The term “apical dominance” is often used to describe the control of lateral branching and was developed from the observation that lateral bud outgrowth is promoted following shoot decapitation. However, tissues outside the shoot apical region clearly can have a major impact on lateral branching (e.g. Hosokawa et al., 1990; Napoli et al., 1999; Beveridge, 2000a). For example, in the dad1 branching mutant of petunia, a small wild-type (WT) internode interstock is able to revert a mutant scion to WT branching phenotype (Napoli, 1996). Apical dominance, or the control exerted by the apical bud and surrounding young and expanding tissues on axillary bud outgrowth, is, therefore, only one component of the branching control system in intact plants.

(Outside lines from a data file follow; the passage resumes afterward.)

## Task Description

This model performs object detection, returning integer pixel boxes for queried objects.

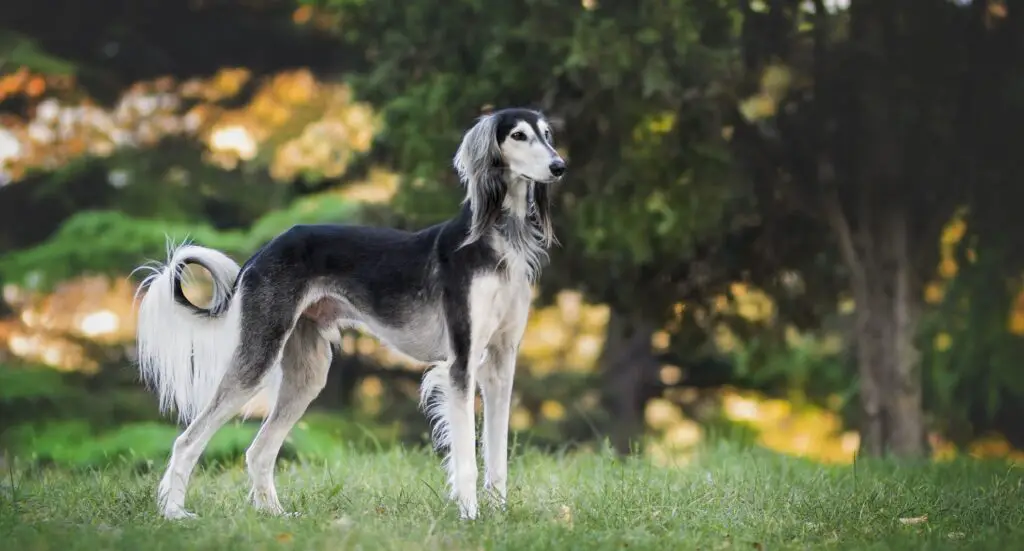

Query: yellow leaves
[519,291,608,376]
[541,399,565,421]
[0,67,53,101]
[939,257,959,280]
[509,408,534,431]
[270,69,317,105]
[739,65,793,121]
[925,282,946,304]
[657,366,683,386]
[1007,287,1024,336]
[633,112,676,143]
[650,331,672,351]
[939,216,967,247]
[721,389,859,463]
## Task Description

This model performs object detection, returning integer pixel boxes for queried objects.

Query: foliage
[313,0,741,317]
[0,443,1024,550]
[0,193,357,290]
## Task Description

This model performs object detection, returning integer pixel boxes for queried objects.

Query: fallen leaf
[331,516,355,529]
[555,505,572,527]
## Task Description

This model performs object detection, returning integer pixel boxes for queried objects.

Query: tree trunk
[828,198,927,458]
[598,308,657,455]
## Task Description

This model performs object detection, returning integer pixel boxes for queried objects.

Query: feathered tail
[137,245,241,423]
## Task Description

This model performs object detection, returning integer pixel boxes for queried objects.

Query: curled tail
[136,245,241,422]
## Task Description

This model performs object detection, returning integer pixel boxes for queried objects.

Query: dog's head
[455,109,565,183]
[455,109,565,247]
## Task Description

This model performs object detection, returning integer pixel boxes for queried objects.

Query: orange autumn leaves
[925,212,1024,335]
[0,68,378,183]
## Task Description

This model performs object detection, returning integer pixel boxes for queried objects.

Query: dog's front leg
[480,341,516,507]
[446,355,477,519]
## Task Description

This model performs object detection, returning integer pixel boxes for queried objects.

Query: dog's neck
[502,175,534,220]
[490,174,547,282]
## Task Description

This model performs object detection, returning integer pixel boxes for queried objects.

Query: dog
[137,109,566,519]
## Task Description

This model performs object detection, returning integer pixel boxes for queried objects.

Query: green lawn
[0,444,1024,551]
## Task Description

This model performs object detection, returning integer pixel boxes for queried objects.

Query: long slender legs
[157,369,258,519]
[480,345,516,507]
[246,320,331,514]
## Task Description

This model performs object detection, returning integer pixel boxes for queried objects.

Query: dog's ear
[530,182,558,248]
[455,115,508,246]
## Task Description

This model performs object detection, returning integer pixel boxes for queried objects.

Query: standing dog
[138,109,565,518]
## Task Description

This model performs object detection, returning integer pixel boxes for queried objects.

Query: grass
[0,443,1024,551]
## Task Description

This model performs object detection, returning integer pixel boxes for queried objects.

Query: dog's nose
[548,159,565,177]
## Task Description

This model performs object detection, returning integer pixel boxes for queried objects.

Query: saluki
[132,109,565,518]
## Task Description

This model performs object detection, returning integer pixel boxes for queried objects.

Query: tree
[312,0,839,452]
[736,0,1024,457]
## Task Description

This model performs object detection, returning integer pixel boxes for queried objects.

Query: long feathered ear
[455,115,508,246]
[530,182,558,248]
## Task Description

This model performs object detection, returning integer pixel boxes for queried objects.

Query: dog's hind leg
[157,362,258,519]
[157,312,292,518]
[246,319,331,514]
[478,289,529,507]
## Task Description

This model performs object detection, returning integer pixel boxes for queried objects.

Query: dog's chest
[469,273,530,342]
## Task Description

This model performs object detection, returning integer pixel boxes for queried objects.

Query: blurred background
[0,0,1024,467]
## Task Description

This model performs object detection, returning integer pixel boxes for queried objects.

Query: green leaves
[0,29,77,75]
[0,194,357,290]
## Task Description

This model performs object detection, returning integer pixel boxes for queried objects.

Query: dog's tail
[137,245,241,422]
[420,362,453,450]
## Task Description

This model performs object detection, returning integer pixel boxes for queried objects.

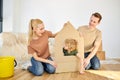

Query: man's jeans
[84,52,100,70]
[28,57,55,76]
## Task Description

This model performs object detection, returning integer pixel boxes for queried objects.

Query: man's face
[89,16,99,27]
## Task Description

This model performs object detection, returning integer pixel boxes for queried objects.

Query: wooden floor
[0,59,120,80]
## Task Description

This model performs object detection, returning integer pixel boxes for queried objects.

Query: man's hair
[92,12,102,22]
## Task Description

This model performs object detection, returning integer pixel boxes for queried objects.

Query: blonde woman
[28,19,57,76]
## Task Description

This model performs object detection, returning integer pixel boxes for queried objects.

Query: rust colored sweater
[78,25,102,52]
[28,30,52,58]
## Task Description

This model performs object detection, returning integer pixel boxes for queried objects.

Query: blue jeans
[84,52,100,70]
[28,57,56,76]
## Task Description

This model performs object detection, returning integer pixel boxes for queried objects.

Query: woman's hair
[28,19,43,44]
[92,12,102,22]
[65,39,77,51]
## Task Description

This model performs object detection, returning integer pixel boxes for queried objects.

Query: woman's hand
[49,60,57,68]
[83,58,90,68]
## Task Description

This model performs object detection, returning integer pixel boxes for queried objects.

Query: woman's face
[34,23,45,36]
[89,16,99,27]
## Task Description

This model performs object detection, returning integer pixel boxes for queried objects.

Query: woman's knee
[46,66,56,74]
[33,69,44,76]
[92,64,100,70]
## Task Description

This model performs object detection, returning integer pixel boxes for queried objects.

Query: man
[78,13,102,70]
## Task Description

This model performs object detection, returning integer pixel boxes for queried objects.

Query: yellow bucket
[0,56,17,78]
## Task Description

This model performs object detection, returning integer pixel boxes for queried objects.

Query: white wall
[3,0,120,58]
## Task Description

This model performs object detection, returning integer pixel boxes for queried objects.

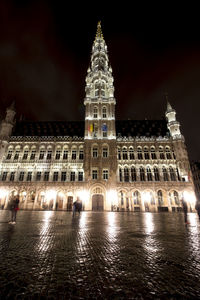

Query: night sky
[0,0,200,160]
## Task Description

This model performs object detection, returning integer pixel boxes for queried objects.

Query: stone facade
[0,23,196,211]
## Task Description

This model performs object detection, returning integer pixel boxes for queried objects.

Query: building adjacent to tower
[0,23,196,211]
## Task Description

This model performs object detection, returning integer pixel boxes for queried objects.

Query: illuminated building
[0,23,195,211]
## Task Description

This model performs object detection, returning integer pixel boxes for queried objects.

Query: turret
[0,102,16,140]
[165,95,182,139]
[84,22,116,139]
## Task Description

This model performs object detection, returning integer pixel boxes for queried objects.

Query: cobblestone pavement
[0,210,200,299]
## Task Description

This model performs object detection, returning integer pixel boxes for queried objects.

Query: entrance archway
[92,194,103,211]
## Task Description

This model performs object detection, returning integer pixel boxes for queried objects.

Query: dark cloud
[0,0,200,159]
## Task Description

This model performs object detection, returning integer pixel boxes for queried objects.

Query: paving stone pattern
[0,210,200,300]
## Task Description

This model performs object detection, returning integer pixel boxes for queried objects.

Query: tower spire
[96,21,103,40]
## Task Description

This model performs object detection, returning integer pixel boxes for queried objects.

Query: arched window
[150,192,156,205]
[140,167,145,181]
[147,167,152,181]
[159,146,165,159]
[165,147,172,159]
[151,147,157,159]
[133,191,140,205]
[102,106,107,119]
[119,168,123,182]
[131,167,137,181]
[120,191,124,205]
[162,167,169,181]
[173,191,180,205]
[144,147,149,159]
[92,146,98,158]
[153,167,160,181]
[129,147,134,160]
[137,147,143,159]
[157,190,163,206]
[124,167,129,182]
[93,106,98,119]
[122,148,128,160]
[169,167,176,181]
[117,148,121,160]
[102,146,108,158]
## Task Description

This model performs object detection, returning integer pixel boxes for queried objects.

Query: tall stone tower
[84,22,116,139]
[165,95,192,181]
[84,22,117,204]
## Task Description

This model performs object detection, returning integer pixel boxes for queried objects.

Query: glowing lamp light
[183,191,196,204]
[77,190,89,202]
[0,189,8,198]
[107,190,117,205]
[143,192,151,203]
[46,190,56,200]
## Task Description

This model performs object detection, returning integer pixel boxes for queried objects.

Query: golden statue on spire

Early studies demonstrated that exogenous auxin could inhibit bud outgrowth caused by removal of the shoot apex (Thimann and Skoog, 1933). Snow (1937) and later Morris (1977) suggested that inhibitory effects of one shoot on the growth of another could not be directly attributed to auxin, as auxin did not travel from a dominant to a subordinate shoot. Such experiments have been the basis of the notion that a second substance is necessary for auxin to act. Growth inhibitors such as ethylene and abscisic acid are not promising candidates in this regard. Romano et al. (1993) showed that reduced ethylene level or response did not influence the effectiveness of increased auxin at modifying branching in transgenic plants. Likewise, mutants deficient in abscisic acid synthesis do not show increased branching (Cornish and Zeevaart, 1988; de Bruijn et al., 1993).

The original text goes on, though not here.